5

636 25 0
                                    

***

Naura kembali ke Rumah Sakit setelah mengganti bajunya. Di sana, ia melihat sang Adik yang masih terbaring lemas setelah operasi. Pandangan matanya berganti, ke arah sang Ibu yang tersenyum bahagia melihat anaknya berhasil melewati masa kritis selama operasi.

Segala riuh sesak yang Naura rasakan di dada, kini berganti jadi perasaan bahagia.

Meski jalan hidupnya berat, bebannya banyak, namun ia terus berusaha untuk menyenangkan orang-orang yang ada di sekitarnya.

Terdengar egois memang, mementingkan bahagia orang lain, tanpa pernah mau melihat ke dalam diri sendiri bahwa ada sosok yang juga patut dibahagiakan, yaitu kita sendiri.

"Bu," panggil Naura.

Ningsih menoleh ke arah Naura dan menyambut kepulangan sang anak dengan bahagia.
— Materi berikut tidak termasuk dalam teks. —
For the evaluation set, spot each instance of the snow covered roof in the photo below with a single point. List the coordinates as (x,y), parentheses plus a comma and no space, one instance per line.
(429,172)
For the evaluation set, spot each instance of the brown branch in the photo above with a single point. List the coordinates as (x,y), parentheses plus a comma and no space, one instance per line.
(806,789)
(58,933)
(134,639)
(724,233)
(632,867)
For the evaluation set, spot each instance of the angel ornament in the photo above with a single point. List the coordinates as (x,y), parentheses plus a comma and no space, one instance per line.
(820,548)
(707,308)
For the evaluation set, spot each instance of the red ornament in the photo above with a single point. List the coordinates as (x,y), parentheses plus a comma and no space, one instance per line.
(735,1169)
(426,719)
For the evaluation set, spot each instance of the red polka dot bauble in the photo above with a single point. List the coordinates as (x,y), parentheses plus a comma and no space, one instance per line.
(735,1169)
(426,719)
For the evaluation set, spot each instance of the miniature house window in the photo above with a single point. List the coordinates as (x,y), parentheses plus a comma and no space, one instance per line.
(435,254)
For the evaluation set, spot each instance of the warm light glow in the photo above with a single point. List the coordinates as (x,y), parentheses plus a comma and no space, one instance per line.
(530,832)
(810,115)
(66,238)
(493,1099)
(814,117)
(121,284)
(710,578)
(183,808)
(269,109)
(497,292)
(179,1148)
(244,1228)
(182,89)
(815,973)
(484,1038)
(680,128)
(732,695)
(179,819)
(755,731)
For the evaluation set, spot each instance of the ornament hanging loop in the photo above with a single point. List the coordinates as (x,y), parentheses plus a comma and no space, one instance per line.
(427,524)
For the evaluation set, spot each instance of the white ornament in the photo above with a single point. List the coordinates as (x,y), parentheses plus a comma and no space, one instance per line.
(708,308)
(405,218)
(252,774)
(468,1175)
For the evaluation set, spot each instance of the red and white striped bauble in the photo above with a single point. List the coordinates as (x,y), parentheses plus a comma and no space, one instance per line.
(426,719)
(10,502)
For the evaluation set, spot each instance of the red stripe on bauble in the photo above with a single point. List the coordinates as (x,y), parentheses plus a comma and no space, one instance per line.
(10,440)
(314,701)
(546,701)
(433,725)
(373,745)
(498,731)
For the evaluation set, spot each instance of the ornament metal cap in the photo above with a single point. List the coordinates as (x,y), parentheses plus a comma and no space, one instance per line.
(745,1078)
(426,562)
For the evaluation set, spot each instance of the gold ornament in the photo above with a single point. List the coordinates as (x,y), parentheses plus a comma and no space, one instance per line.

"Ibu udah makan? Makan dulu, yuk."

Ningsih mengangguk.

-

Keduanya pun makan di kantin Rumah Sakit. Naura terus memandangi wajah sang Ibunda yang tidak hentinya tersenyum.

"Ibu lagi bahagia banget, ya?" tanya Naura.
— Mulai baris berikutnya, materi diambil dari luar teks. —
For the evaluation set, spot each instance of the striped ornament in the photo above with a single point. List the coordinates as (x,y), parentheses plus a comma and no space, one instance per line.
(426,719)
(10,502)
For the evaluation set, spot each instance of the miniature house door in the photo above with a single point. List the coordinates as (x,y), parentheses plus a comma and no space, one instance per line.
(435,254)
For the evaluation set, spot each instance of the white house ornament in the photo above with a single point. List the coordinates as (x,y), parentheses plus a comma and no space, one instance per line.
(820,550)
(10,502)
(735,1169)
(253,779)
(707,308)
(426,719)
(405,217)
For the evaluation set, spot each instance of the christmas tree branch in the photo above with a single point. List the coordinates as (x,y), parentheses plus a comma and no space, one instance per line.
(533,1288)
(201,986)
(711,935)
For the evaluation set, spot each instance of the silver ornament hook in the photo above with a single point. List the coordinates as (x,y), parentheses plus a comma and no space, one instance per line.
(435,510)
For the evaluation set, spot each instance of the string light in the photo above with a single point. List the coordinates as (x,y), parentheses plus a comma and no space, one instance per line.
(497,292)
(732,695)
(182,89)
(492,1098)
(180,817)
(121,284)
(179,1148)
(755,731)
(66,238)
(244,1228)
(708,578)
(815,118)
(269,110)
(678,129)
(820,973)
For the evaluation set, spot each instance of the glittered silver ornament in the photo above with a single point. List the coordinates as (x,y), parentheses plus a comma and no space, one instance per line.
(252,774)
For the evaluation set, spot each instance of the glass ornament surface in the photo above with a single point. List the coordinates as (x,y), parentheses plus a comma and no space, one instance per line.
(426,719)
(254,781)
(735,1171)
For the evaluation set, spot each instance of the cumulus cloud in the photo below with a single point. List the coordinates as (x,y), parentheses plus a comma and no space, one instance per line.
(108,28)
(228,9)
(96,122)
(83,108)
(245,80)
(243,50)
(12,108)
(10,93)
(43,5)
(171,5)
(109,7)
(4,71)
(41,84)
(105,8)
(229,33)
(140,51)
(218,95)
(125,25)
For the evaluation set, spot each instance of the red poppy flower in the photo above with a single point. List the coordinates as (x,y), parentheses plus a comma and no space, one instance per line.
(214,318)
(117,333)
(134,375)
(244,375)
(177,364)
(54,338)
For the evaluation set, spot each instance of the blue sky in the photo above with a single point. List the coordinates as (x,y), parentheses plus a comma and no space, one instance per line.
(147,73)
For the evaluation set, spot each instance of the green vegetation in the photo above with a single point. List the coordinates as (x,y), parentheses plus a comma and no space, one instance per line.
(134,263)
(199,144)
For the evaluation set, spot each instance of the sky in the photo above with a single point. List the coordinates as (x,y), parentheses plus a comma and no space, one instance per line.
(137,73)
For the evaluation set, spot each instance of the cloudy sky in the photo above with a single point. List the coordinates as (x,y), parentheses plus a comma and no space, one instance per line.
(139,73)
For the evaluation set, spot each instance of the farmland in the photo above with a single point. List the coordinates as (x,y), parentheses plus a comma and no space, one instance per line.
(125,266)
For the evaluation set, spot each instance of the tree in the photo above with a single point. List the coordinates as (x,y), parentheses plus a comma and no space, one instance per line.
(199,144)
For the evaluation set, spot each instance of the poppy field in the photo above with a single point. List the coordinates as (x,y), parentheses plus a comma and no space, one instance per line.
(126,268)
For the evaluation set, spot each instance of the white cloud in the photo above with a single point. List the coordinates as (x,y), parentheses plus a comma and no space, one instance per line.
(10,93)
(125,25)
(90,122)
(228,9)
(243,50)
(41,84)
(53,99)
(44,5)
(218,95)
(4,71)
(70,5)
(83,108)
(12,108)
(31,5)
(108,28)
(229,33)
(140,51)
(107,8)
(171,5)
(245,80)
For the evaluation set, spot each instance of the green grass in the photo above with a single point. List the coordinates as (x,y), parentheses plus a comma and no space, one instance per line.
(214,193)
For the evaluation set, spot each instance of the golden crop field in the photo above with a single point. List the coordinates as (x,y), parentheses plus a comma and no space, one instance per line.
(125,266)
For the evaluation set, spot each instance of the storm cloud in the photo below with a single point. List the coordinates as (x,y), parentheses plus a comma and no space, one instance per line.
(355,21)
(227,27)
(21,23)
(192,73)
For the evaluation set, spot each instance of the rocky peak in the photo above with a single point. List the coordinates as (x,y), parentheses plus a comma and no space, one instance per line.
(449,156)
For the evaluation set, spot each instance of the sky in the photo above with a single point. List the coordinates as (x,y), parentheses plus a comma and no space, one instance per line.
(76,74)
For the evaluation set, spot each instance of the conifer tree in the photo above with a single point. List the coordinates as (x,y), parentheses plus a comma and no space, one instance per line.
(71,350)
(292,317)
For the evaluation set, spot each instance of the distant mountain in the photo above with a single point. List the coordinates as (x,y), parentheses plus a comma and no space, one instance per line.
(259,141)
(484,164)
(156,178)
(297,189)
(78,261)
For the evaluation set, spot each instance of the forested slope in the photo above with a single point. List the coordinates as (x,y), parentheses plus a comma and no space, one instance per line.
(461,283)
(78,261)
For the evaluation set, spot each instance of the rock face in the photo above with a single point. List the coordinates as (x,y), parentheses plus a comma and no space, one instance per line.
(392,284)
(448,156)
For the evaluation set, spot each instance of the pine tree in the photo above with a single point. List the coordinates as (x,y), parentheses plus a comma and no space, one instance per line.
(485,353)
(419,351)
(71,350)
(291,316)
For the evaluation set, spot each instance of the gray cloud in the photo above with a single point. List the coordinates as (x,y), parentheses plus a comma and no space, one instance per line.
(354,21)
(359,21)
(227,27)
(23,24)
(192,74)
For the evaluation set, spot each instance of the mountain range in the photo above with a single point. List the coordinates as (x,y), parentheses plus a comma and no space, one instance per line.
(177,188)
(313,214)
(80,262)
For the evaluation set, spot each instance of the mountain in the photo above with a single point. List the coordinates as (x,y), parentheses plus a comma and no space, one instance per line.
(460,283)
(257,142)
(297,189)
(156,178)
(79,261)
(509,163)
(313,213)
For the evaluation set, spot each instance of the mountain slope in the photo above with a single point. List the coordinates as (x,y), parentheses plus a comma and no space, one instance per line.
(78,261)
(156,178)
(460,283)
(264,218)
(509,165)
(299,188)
"Iya, Nak. Akhirnya kita bisa liat Dinda sembuh," jawab Ningsih dengan mata berkaca.

Naura menyentuh tangan sang Ibu, kemudia berkata,"Naura juga seneng kalo bisa liat Ibu dan Dinda bahagia."
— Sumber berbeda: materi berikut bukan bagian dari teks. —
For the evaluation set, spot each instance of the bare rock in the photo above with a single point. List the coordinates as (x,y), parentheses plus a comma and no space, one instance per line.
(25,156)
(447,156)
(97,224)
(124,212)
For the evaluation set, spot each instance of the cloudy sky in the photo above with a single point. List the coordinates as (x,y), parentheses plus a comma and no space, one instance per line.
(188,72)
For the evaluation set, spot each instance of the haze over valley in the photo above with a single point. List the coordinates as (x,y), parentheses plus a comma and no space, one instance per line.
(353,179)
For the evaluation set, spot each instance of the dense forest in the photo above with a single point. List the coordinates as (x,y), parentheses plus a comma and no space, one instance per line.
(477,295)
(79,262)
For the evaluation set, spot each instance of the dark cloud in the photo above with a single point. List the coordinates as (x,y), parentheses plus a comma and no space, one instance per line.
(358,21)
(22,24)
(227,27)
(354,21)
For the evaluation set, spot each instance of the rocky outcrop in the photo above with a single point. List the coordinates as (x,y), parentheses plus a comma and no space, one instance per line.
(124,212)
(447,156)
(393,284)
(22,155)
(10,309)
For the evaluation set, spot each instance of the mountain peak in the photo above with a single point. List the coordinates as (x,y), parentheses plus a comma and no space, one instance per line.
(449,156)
Ningsih membalas tatapan sang anak yang ada di depannya,"Tapi, kamu juga harus bahagia, ya, Nak. Jangan selalu memikirkan orang lain terus."

Naura mengangguk,"Asalkan kalian bahagia, Naura juga bahagia."

Sang Ibu tersenyum tulus pada anak perempuan pertamanya.

"Naura, bagaimana kerjaan di kantor kamu? Baik-baik aja?" pertanyaan sang Ibu nyaris membuat Naura tersedak.

"Ba-baik, bu," jawabnya bohong.

"Syukurlah kalo baik-baik aja. Sekarang Ibu tenang karena kamu sudah mendapatkan pekerjaan yang baik," ucap Ningsih.

Naura mengalihkan pandangannya, tak sanggup lama-lama menyimpan kebohongan di dalam matanya.

"Semoga kerjaan kamu selalu diberi kelancaran ya, Nak."

Naura menangguk. Pandangannya menunduk. Menutupi buliran airmata yang sudah sampai pelupuk.